When he talks about wishing he could have been the one male member of the Go Go’s, I totally related.  Of course, there could be a male member of the Go Go’s and of course, Jane Wiedlin would fall in love with him.  I used to wish that I would be called up on stage to replace a suddenly ill Belinda Carlisle so that I could be the lead singer.  A boy once told me at a Suburbs show (Mpls band, for those of you who don’t know) that I looked like Belinda Carlisle.  I was sure that meant he was in love with me.  I’ve since wondered if that was 80s boy code for “you’re a tad pudgy”.

I annoyed everyone in the house when I read Sheffield’s description of Journey’s “Separate Ways” video—I was laughing too hard to even explain it.  The chapter about being the ice cream man is wonderful and I couldn’t help but be touched by the chapter about The Replacements.  There are also some tender moments—enough to make you cry, especially the parts about his grandfather.
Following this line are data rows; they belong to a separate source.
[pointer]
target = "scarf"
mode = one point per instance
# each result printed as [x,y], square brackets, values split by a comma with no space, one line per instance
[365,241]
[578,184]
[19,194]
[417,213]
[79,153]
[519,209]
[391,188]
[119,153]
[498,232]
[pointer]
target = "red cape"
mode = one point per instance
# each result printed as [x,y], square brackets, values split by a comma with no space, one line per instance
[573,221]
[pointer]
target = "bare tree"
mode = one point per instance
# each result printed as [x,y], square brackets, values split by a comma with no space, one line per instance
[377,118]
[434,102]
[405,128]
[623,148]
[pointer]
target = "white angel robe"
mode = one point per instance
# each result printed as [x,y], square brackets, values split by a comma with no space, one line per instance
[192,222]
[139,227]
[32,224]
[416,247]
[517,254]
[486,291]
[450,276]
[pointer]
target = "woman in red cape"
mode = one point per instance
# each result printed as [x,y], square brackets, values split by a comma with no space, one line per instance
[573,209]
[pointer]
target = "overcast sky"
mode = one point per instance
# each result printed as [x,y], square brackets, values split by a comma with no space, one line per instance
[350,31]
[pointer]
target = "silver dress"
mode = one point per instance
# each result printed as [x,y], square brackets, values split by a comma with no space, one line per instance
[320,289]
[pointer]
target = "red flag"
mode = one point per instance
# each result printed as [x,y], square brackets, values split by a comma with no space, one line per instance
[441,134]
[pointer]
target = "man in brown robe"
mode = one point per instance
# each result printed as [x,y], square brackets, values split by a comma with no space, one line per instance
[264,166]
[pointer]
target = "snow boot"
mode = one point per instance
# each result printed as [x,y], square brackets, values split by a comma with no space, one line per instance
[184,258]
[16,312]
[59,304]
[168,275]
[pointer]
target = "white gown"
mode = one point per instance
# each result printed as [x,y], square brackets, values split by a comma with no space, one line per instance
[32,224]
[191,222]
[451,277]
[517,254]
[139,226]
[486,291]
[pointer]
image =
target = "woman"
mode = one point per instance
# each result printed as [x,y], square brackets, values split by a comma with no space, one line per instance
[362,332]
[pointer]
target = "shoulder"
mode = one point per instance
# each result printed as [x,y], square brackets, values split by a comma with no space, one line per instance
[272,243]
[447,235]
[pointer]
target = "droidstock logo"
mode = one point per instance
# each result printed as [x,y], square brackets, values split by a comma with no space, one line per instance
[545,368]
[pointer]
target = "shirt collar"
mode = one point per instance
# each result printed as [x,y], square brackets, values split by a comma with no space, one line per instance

Highly recommended—won’t make you cringe over all of the stupid things we did or the clothes we wore.  Quite to the contrary, it will make you realize that you were lucky if you grew up in the 80s.

Having no idea what I was getting myself into, I decided to write a novel late last year.  I began putting words on the screen in November.  They weren’t very good words at first.  That was Lesson #1.

People ask what my book is about and I’m supposed to get good at explaining it quickly and succinctly, so people don’t start dreaming up ways to get away from me.  My book is about Claire, a 39 year-old single mom.  She’s a music writer and she lives in Chapel Hill because that’s where I live.  I don’t like the idea of writing about places you haven’t been.  When Claire was a teenager, she was obsessed with a British band called Banks Forest and their young buck of a guitar player, Christopher Penman.  She did all of the normal stuff teenage girls do when they’re pining for a pop star—stare at posters of him on the wall, listen to his music endlessly, imagine what it would be like to be his girlfriend.  More than twenty years later, Chris is a bit of a media disaster and tabloid regular with a solo career that could use some serious help.  Claire gets an assignment to interview him, with direct orders to drag his closely held secrets out of him.  After that, well, I can’t tell you that—read the book!

I actually started writing Bring Me Back for the first time three years ago although the idea for Chris and Claire came years before that.  I didn’t get very far with writing it the first time.  The title comes from the Plimsouls song “A Million Miles Away”, which I thought was appropriate given that Banks Forest was huge in the 80s.

In June of 2008, we lost our house to a fire.  People talk about their lives being turned upside down—we felt like ours was turned inside out.  Once things were back to the new normal, with a new house, stuff to put in it, and kids happy, I made the decision to do something for myself.  I started the book a few days later.  I stopped sleeping much and although it sounds so incredibly clichéd, the story spilled out of me.  I’m not going to say it was easy because I don’t think my brain has worked so hard in my entire life.

I’ve only let a small circle of people in on this life event, and those people have all been burdened, I mean blessed, with the task of reading and giving feedback.  Now that it’s finished and I’m looking for an agent, I thought it was time to tell the rest of the world.